Le cauchemar que vivent les habitants de Sfax actuellement se transforme en une catastrophe sanitaire au vrai sens du mot.

Chaque matin, les citoyens marchent sur les vers, respirent les odeurs pestilentielles et insupportables avant de rejoindre leurs lieux de travail et d’études.

Les sacs, qui renferment des déchets infectés, des produits dangereux, voire chimiques et radioactifs, sont abandonnés dans la nature et exposent les citoyens aux maladies contagieuses et dangereuses, alors qu’ils nécessitent un traitement très spécifique.

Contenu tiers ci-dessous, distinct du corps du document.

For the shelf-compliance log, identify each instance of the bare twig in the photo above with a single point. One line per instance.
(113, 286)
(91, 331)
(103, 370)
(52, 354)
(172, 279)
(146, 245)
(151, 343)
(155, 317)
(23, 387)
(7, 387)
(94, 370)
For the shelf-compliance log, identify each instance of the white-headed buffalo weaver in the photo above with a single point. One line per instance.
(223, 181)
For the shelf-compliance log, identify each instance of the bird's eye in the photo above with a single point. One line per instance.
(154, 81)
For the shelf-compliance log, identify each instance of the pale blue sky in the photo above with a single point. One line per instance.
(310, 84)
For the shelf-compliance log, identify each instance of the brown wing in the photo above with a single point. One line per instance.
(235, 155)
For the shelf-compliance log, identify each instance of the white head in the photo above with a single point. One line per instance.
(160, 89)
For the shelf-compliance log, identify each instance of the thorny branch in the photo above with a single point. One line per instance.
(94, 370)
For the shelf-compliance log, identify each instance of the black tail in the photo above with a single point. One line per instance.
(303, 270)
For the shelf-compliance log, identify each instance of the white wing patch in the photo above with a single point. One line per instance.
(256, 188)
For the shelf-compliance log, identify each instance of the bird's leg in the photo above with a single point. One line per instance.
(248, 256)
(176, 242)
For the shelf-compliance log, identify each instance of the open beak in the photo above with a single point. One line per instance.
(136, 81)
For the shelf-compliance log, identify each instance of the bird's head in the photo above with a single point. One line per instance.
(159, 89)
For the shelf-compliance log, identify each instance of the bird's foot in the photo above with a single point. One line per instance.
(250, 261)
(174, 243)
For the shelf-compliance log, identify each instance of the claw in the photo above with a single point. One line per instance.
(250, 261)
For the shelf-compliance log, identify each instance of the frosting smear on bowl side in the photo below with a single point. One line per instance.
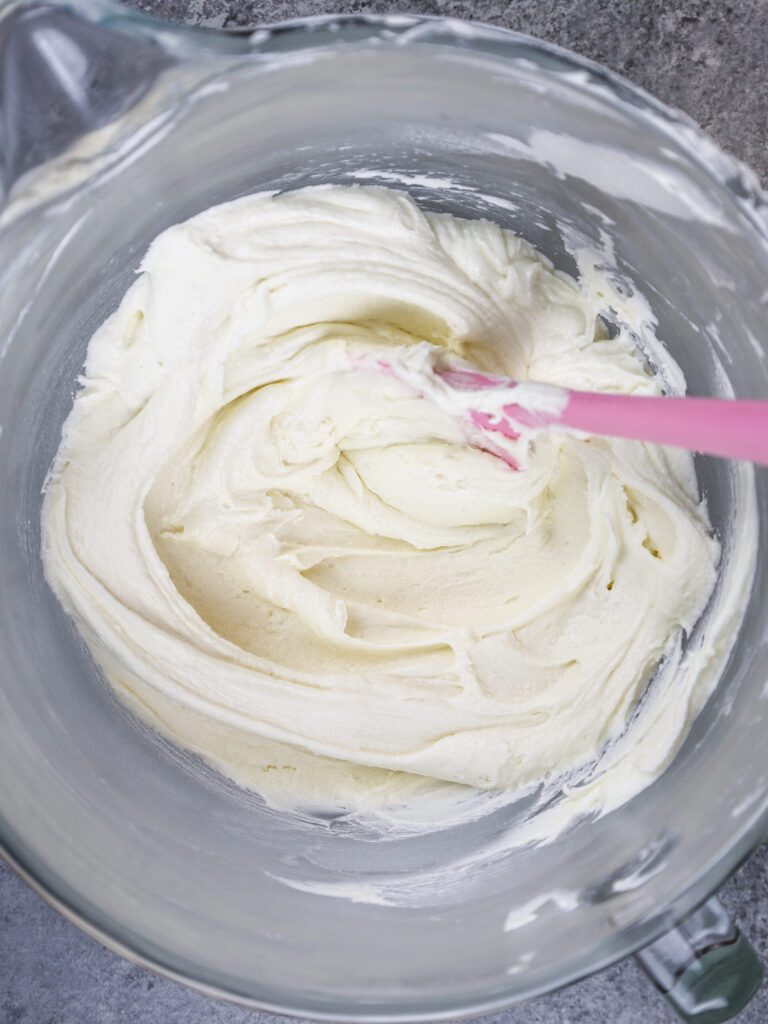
(297, 567)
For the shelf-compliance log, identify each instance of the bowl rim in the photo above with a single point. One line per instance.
(733, 175)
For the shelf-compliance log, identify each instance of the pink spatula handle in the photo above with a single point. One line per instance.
(733, 428)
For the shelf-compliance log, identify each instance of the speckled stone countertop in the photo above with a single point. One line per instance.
(706, 56)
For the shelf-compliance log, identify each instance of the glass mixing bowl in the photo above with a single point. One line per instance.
(115, 127)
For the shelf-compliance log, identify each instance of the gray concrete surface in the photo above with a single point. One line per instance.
(706, 56)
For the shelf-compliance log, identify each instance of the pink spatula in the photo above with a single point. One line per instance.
(733, 428)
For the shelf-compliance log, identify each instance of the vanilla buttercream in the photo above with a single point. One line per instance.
(297, 567)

On rappelle qu’une visite a été effectuée par la ministre de l’Environnement, Leila Chikhaoui, au mois d’octobre dernier, qui a promis aux citoyens de la région que, d’ici quelques jours, des solutions radicales seront annoncées, mais jusqu’à quand devra-t-on attendre ?

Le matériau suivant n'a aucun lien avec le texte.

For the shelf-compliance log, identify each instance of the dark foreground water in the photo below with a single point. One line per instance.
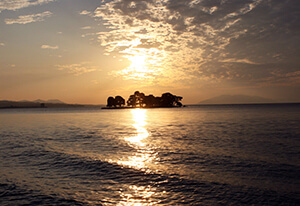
(198, 155)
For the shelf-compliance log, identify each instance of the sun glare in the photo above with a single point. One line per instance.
(138, 62)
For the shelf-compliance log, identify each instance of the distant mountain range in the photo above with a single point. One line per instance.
(236, 99)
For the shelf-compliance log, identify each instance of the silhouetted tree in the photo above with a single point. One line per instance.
(141, 100)
(111, 102)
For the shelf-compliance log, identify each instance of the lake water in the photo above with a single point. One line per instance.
(197, 155)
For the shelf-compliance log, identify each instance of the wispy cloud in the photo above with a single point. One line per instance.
(49, 47)
(77, 69)
(195, 39)
(19, 4)
(85, 12)
(86, 27)
(29, 18)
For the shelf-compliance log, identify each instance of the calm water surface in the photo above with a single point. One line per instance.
(198, 155)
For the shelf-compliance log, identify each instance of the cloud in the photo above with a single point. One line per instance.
(77, 69)
(14, 5)
(86, 27)
(193, 39)
(29, 18)
(85, 12)
(49, 47)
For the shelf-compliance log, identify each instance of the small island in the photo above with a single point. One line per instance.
(140, 100)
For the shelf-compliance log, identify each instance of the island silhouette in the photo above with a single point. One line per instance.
(140, 100)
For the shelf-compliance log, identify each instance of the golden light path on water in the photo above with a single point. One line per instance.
(133, 194)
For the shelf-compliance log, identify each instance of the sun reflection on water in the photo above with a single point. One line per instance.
(145, 154)
(139, 117)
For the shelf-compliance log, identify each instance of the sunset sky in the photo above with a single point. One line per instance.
(82, 51)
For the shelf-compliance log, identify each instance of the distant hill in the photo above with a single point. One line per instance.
(236, 99)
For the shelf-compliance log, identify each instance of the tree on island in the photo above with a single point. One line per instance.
(139, 99)
(147, 101)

D’après le correspondant de Tunisie numérique à Sfax, en date du 5 novembre, «la disparition depuis 2015 d’énormes machines de tri et de valorisation des déchets», —qui sont capables de recycler et de valoriser 20 t de déchets par jour, sachant que la commune de Sfax collecte quotidiennement 300 t de déchets dont 70% sont recyclables— n’a pas été expliquée à ce jour.

Une enquête devrait être ouverte pour savoir quel est le sort de ces machines !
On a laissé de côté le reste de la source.